İsrailli 1300 akademisyen, “kendini savunma hakkının, gerçekçi olmayan bir amaç ya da liderlerin siyasi olarak hayatta kalması için savaşı sürdürme hakkı sağlamadığını” söyledi.
Uluslararası Adalet Divanı’nda İsrail’e karşı soykırım davasına, Uluslararası Ceza Mahkemesi Başsavcısı’nın hem Hamas hem İsrail liderlerine yönelik yakalama emri talebine rağmen saldırılar hız kesmezken, İsrailli akademisyenlerden ortak bildiri geldi. Haaretz’e göre, İsrail genelinde 1300 akademisyenin imzaladığı ortak bildiride, “savaşa devam etmenin faydasının açık biçimde belirsiz olduğu, savaşın bir yandan Gazze’deki sivillere feci zarara, açlığa ve altyapıda eşi görülmemiş yıkıma neden olduğu, diğer yandan İsrail’de can kayıpları, binlerce kişinin akıl sağlığının bozulması, devasa ekonomik zarar ve hukukun çiğnenmesini beraberinde getirdiğine” dikkat çekildi.
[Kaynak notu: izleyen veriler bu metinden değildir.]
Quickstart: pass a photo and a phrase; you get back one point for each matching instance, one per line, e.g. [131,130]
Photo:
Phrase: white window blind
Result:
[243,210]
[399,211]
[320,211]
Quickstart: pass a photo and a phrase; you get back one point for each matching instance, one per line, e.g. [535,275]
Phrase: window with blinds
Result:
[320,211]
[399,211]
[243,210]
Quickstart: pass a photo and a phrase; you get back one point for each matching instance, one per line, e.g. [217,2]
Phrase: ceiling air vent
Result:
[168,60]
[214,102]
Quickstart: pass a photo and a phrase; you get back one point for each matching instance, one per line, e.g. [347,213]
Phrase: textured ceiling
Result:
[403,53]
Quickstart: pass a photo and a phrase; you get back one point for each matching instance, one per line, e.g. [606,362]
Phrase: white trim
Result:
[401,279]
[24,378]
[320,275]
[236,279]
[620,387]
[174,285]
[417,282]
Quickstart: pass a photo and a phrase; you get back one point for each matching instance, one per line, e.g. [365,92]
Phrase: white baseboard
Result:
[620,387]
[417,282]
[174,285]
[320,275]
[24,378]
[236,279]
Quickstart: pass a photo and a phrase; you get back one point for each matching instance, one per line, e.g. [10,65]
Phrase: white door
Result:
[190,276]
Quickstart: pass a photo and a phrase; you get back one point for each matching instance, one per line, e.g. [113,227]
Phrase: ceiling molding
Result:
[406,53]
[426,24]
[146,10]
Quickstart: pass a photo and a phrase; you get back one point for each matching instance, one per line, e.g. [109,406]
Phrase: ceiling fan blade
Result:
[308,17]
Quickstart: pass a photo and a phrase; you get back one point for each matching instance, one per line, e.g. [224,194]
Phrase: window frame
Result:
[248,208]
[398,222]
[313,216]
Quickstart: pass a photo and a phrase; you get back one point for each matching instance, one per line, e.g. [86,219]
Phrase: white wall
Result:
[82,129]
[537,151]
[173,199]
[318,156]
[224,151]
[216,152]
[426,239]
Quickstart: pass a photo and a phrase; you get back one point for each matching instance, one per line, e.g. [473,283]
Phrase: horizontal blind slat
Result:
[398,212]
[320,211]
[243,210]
Meşru müdafaa hakkı söylemine itiraz
Hamas’ın 7 Ekim İsrail saldırısından beri Gazze’de savaş yürüten Benyamin Netanyahu hükümetinin soykırım suçlamalarını meşru müdafaa hakkı iddiasıyla savuşturma pratiğine atıfla, akademisyenler, “Kendini savunma hakkı, gerçekçi olmayan amaç veya siyasi liderliğin hayatta kalması için bir savaş yürütme hakkı vermez” dedi. İsrail’de Hamas’ın elindeki İsrailli rehinelerin geri getirilmesi için ateşkes anlaşmasına varılmasına yönelik her gün protesto gösterileri düzenlenirken, sanat, akademi ve farklı meslek gruplarından bazı isimler Gazze Savaşı’nın sonlandırılması için çağrılar yapıyor.